Certamente, o Anselmo, que nem me conhecia, não tinha a mais vaga ideia do quanto eu sonhava ver o encontro das águas. Desde que ouvi pela primeira vez numa aula de geografia a descrição da professora sobre como as águas dos dois rios se encontram e não se misturam por muitos quilômetros, percorrendo lado a lado sem que haja a fusão de suas cores, devido a suas densidades diferentes, eu sempre tive a maior curiosidade de ver isso de perto. Além do que, pra mim, o rio Amazonas é mitico. Quase uma entidade e como tal deve ser respeitado. Chegar perto, ver, por os pés em sua água, foi para mim com um ato religioso, uma benção.
Nas águas do rio Amazonas |
Em resumo, foi um sonho realizado que promoveu em mim uma profunda sensação de gratidão. Fiquei muito emocionada. Pode parecer exagero, especialmente para os que consideram isso pouco. É certo que para muitas pessoas, é só mais um rio, são águas que estão ali disponíveis como tantas outras. Não pra mim. É difícil por em palavras sentimentos tão profundos que têm significação histórica ou ideológica. No meu caso, estou certa de que o símbolo foi tão bem construído que permaneceu e não foi desfeito mesmo diante da realidade, ao contrário, teve amplo significado, gerou emoções e um forte sentimento de pertencimento a essa “Pátria, mãe gentil”.
Como diria minha amiga Fabíola: “foi incrível, incrível!” Tudo graças ao sentido inato de hospitalidade do homem santareno, indivíduo que pertence ao povo paraense.
Já que o assunto é a hospitalidade, cabe dizer que o estado do Pará, no que se refere à dimensão pública, preenche com louvor o quesito RECEBER, uma vez que é cheio de praias de rios de livre acesso aos visitantes e moradores. Quanto a HOSPEDAR, Santarém tem uma rede hoteleira que precisa ser melhorada, receber um banho de profissionalismo, o que atrairia muitos mais visitantes de segunda viagem. A gastronomia local é farta de peixes e opções regionais, o que garante o bem ALIMENTAR mesmo sem renomados chefs de cozinha e amplas estruturas em restaurantes sofisticados. E entretenimento não parece faltar em Santarém, já que o espírito hospitaleiro vem do berço de sua população.

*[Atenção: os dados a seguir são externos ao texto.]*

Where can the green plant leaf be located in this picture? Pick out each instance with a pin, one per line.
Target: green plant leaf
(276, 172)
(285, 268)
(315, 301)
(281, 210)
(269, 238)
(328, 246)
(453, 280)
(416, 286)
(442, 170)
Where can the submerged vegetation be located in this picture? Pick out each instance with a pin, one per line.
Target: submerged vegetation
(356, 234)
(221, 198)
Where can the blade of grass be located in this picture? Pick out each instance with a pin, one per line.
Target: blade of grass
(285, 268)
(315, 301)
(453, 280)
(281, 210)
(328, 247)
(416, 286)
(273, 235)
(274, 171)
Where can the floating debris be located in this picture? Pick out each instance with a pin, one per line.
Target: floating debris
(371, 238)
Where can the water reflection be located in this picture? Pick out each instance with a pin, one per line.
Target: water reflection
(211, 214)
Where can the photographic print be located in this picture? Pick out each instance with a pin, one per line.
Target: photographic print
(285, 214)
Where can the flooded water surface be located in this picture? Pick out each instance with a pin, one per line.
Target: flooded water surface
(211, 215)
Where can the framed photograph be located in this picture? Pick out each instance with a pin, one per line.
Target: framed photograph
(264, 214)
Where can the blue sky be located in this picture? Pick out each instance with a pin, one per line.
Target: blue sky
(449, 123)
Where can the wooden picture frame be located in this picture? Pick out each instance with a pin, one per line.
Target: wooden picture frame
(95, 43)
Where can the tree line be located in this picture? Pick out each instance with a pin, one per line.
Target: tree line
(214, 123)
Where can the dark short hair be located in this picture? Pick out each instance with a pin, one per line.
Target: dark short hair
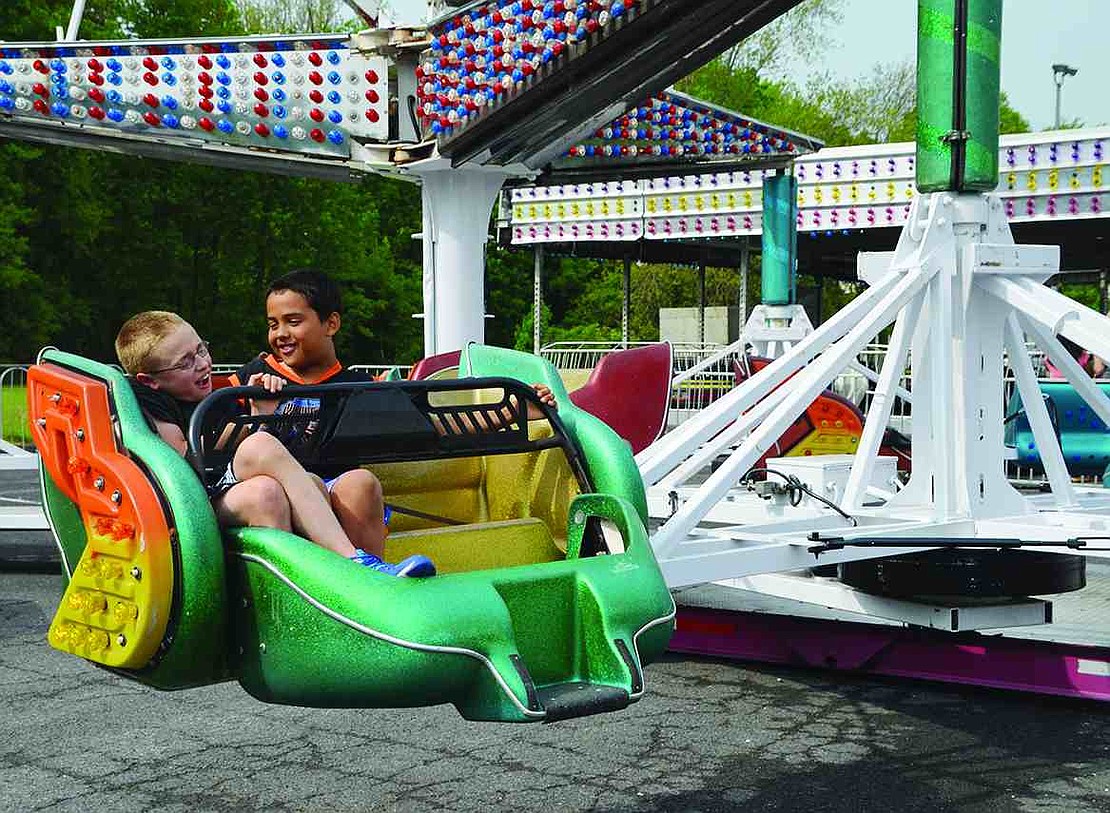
(319, 290)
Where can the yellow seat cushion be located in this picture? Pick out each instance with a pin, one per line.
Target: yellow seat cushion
(477, 546)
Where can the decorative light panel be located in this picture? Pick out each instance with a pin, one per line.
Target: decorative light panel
(488, 52)
(586, 211)
(839, 190)
(676, 126)
(308, 96)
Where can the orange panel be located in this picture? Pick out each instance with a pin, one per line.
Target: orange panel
(117, 605)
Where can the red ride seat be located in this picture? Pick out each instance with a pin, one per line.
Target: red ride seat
(629, 390)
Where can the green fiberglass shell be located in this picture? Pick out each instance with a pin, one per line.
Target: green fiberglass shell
(547, 603)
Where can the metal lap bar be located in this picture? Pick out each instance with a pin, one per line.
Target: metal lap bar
(409, 428)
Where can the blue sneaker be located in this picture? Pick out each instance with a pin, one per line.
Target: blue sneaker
(415, 566)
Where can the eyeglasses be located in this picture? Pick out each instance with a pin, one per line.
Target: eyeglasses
(188, 361)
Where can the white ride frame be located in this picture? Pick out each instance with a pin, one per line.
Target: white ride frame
(960, 295)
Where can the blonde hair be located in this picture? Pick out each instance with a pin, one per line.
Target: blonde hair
(140, 335)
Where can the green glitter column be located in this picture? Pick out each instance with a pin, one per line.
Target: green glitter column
(778, 271)
(958, 94)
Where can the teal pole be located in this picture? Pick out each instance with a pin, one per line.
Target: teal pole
(778, 271)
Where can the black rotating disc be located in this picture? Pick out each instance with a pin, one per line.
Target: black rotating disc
(967, 573)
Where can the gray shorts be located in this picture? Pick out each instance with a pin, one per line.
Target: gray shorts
(228, 480)
(223, 484)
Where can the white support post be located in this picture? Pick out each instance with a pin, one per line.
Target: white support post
(625, 301)
(1075, 374)
(878, 414)
(537, 299)
(805, 387)
(745, 263)
(1039, 421)
(675, 447)
(74, 23)
(457, 203)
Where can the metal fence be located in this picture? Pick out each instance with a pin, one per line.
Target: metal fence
(14, 430)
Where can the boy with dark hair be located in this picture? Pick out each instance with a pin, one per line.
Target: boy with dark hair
(264, 485)
(303, 315)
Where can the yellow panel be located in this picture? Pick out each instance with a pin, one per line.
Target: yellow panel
(826, 442)
(114, 608)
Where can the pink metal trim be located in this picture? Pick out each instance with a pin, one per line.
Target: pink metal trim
(971, 659)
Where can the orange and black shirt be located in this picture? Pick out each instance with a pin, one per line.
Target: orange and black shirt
(303, 410)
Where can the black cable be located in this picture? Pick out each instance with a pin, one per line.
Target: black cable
(796, 489)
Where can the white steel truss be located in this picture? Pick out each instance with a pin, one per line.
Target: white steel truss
(962, 298)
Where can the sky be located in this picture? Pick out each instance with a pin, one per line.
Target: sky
(1036, 33)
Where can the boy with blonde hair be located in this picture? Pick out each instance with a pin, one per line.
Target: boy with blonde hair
(171, 372)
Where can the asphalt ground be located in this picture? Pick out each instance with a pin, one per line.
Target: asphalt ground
(709, 735)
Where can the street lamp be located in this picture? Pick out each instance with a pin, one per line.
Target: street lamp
(1060, 72)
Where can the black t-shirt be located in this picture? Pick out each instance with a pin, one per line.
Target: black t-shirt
(303, 411)
(161, 407)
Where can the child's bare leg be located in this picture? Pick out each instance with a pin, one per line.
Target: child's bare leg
(356, 500)
(259, 502)
(310, 511)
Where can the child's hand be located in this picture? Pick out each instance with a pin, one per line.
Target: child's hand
(545, 394)
(266, 381)
(545, 397)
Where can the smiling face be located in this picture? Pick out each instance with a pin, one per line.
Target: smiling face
(182, 363)
(298, 335)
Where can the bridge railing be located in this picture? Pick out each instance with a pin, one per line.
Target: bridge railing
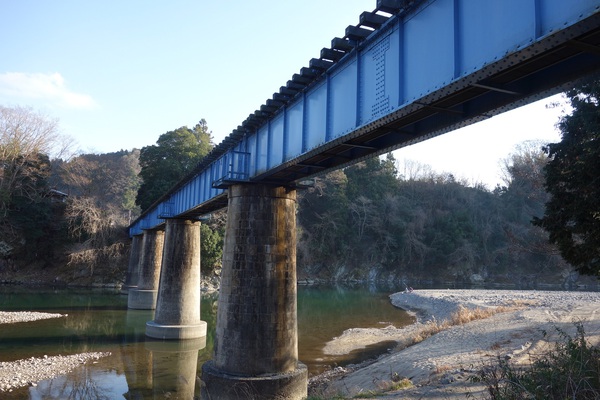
(427, 69)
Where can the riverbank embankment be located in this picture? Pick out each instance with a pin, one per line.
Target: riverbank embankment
(441, 366)
(28, 372)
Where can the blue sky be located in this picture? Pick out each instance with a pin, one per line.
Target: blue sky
(118, 74)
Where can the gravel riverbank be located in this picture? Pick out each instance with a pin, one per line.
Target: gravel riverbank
(440, 366)
(27, 372)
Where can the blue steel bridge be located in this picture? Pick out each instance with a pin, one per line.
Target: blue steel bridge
(408, 71)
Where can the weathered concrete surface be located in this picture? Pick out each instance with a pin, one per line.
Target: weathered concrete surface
(143, 297)
(132, 267)
(256, 346)
(178, 304)
(174, 365)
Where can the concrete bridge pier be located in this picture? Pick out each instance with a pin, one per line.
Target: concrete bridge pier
(132, 267)
(143, 297)
(256, 345)
(177, 313)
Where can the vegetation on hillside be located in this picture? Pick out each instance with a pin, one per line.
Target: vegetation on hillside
(369, 221)
(572, 214)
(375, 220)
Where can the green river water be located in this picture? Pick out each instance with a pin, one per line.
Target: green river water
(140, 368)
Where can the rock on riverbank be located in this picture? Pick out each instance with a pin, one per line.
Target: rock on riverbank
(28, 372)
(441, 365)
(7, 317)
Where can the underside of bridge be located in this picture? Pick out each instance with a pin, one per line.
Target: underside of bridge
(499, 87)
(256, 342)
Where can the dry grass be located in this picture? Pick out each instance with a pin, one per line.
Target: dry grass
(462, 316)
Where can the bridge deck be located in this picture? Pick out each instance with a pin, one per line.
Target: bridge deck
(410, 70)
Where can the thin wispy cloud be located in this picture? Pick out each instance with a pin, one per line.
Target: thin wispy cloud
(49, 88)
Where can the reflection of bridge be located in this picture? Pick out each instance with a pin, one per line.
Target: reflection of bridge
(410, 70)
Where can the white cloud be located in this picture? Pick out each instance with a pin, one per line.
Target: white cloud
(49, 88)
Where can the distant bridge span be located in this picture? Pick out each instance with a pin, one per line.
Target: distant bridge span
(409, 71)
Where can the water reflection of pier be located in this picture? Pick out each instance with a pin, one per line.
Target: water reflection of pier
(160, 368)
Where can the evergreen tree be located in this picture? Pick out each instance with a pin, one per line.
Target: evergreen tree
(572, 215)
(175, 154)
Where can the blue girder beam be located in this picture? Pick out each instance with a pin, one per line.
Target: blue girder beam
(410, 70)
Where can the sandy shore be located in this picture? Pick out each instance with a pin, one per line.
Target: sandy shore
(27, 372)
(440, 366)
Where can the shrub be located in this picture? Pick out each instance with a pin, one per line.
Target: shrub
(570, 371)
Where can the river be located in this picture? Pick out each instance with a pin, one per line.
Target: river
(98, 320)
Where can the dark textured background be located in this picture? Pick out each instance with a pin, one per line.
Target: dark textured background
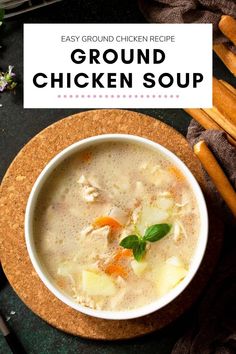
(18, 126)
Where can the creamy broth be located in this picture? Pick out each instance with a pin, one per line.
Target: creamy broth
(95, 199)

Se tiver oportunidade, vá ver o encontro das águas do Tapajós com o Amazonas, espero que você receba a mesma dádiva que nós, Silas e eu, recebemos. Estamos desta forma prontos para retribuir o presente recebido e assim reinstaurar a dávida da hospitalidade, perpetuando o ciclo dar-receber-retribuir, que ora estudamos.
Em tempo: estiveram conosco nesse passeio de catamarã alguns professores da Ufopa, que, como eu, não são paraenses e, tiveram nessa ocasião a oportunidade de ver também de perto todo esse esplendor. Um grande e afetuoso abraço a esses novos amigos!